# mixed phase



## [email protected] (Dec 11, 2008)

can anyone help? in a room that has dado trunking around 2 sides with socket outlets that is supplyed by a 3 phase D/B can you have mixed phases in the same room?


----------



## electricalhavok (Nov 16, 2008)

What would you need a second phase for in such a small room? can you not get other things from the phase that supplies the sockets or are you installing something that needs three phases? You can run the sockets and three phase supply in the same room obviously. I don't think there is any probs with that in the regs, If there where the three phase wouldn't be installed but you never know. What is the building and room three phase in? what reason are you asking? Is that what you mean by mixed phases , ja?


----------



## AussieApprentice (Aug 16, 2008)

Its done all the time on commercial premises over here. Can't think of any reason why you wouldn't be able to.


----------



## sparkie (Apr 2, 2008)

perfectly acceptable to have two phases to two different socket or lighting circuits, note that if the two circuits are within 2 meters of each other should be labeled danger 400v.
you will find several phases in grid switch lighting in commercial premise.


----------



## RePhase277 (Feb 5, 2008)

sparkie said:


> perfectly acceptable to have two phases to two different socket or lighting circuits, note that if the two circuits are within 2 meters of each other should be labeled danger 400v.
> you will find several phases in grid switch lighting in commercial premise.

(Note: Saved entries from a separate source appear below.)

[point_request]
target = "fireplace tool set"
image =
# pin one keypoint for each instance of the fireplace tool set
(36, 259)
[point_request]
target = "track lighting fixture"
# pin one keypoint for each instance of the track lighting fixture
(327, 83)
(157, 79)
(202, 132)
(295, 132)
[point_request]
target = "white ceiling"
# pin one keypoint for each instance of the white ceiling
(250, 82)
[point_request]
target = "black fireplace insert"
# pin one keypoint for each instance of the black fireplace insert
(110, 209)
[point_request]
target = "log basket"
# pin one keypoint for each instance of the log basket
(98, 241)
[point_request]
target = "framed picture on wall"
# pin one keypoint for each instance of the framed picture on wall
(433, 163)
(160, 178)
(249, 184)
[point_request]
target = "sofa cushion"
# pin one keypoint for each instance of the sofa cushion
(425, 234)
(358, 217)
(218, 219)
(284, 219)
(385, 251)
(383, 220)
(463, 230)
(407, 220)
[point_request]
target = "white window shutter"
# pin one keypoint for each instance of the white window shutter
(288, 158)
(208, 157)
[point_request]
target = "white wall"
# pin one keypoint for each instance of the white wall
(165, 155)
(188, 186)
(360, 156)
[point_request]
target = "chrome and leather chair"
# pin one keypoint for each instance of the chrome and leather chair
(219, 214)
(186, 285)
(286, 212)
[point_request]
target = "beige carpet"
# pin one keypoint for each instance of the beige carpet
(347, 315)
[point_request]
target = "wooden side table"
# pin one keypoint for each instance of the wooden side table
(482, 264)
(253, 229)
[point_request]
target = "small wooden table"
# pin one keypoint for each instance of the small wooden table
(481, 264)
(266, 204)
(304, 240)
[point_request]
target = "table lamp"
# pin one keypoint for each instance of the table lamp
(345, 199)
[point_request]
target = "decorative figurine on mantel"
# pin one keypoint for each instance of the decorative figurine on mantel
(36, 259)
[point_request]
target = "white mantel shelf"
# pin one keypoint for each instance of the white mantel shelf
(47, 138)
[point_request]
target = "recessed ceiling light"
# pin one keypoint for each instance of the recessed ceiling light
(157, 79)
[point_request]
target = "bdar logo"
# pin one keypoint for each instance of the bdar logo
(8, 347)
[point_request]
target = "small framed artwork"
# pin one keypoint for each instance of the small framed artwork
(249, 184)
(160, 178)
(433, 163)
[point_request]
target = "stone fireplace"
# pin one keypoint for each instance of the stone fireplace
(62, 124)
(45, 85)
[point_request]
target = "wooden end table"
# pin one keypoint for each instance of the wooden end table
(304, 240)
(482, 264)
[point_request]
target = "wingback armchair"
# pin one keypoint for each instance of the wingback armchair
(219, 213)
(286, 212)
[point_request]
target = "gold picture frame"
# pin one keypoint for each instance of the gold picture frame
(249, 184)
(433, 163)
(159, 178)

You actually have to label the outlets because someone may get 415 between them? Has this ever happened? What kind of idiot would do that anyhow?

In the U.S. we have a code that says switches and receptacles in the same device box can't have more than 300 V between adjacent devices. So we couldn't have say two light switches on separate circuits from a 480/277Y. But within 2 meters?


----------



## frank (Feb 6, 2007)

Just to clarify. Labeling should be on the outlet and or inside the outlet box and is a reference to outlets and not adjacent circuitry.

Frank


----------